Der do - wo die da - den da…

Autor: Joe Kelbel

Das Gebiet zwischen Hunsrück und Saarland ist sprachlich gesehen stark zersplittert. Hier laufen mehrere Sprachgrenzen durch, die teils zum Rheinischen, teils zum Moselfränkischen gezählt werden. Durch die Auswanderung im 19. Jahrhundert ist ein hunsrück-pfälzischer Dialekt in zwei brasilianischen Bundesstaaten Amtssprache, das Riograndenser Hunsrück.

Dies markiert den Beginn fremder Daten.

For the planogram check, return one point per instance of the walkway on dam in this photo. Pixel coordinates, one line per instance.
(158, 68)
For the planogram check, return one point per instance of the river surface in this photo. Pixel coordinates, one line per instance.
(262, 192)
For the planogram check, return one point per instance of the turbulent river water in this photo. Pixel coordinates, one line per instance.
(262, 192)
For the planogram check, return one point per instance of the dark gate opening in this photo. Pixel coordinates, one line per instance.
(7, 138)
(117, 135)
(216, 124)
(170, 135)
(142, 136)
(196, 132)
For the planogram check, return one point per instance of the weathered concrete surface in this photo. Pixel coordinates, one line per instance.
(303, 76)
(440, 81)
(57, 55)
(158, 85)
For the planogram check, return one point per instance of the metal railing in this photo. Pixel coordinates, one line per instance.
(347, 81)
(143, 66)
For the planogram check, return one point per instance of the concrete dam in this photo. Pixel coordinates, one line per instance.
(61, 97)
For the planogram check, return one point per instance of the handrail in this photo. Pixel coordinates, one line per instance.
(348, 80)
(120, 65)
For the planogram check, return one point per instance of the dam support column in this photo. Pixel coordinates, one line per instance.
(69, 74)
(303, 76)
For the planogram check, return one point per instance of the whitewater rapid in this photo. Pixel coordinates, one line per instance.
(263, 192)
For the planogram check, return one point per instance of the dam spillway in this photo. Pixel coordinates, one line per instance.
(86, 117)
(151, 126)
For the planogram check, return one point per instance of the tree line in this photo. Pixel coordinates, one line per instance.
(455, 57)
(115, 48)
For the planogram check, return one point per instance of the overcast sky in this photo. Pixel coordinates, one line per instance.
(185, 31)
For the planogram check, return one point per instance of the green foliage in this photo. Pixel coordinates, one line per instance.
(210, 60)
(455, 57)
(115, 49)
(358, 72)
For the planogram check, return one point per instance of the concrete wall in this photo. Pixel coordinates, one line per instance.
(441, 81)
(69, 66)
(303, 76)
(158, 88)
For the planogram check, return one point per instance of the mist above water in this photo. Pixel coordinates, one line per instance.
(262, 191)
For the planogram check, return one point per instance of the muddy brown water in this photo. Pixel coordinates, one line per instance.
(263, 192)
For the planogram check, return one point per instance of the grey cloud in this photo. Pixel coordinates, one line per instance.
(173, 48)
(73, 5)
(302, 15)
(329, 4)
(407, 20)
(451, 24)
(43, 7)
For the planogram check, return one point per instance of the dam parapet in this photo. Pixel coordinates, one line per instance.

„Der do, wo die da, den da…“ ist das, was man hier im Bärenfeller-Land spricht und bezeichnet den Bärenfelsultra. Durch die Verwendung vieler Artikel erreicht man eine Betonung des Gesagten, und das ist nicht ohne.

Während des Laufes stosse ich überraschenderweise auf vieles, das gesagt, aber nie geschrieben wurde. So bin ich „der da wo dies“ sortiert, während ich 65 km mit 2000 Hm laufe.

Wir beginnen auf dem Gelände der OIE AG, in Hoppstädten- Weiersbach, unserem Parkplatz. Die Firma gehört zu RWE, ist ein Biomasse-Heizkraftwerk, in dem Holzschnitzel zu Strom und Wärme werden. Die Wärme brauchen wir heute nicht, aber den  Kochgeschirrhersteller Fissler, der nebenan seine Fabrikationsgebäude hat. Hier werden aus Edelstahl Pfannen gemacht. Über die Hälfte des Umsatzes erziehlt die Firma durch den Verkauf von Woks nach China. 150 chinesischen Familien wohnen mittlerweile oben in der alten Housing Aerea der Amerikaner und kopieren Produkte, was das Zeug hält.

Währenddessen  liegen die in China bestellten Finishermedaillien des Bärenfelslaufes noch beim Zoll in Leipzig. Das Grenzgebiet zwischen Saarland und RP ist halt immer noch berüchtigt, der Zoll St Wendel schafft es nicht mehr.  Bevor Fissler entstand, wurden hier aus Edelstahl Achsen für Panzer hergestellt. Die Fima steht auf dem Gelände des ehemaligen KZ´s  Neubrücken.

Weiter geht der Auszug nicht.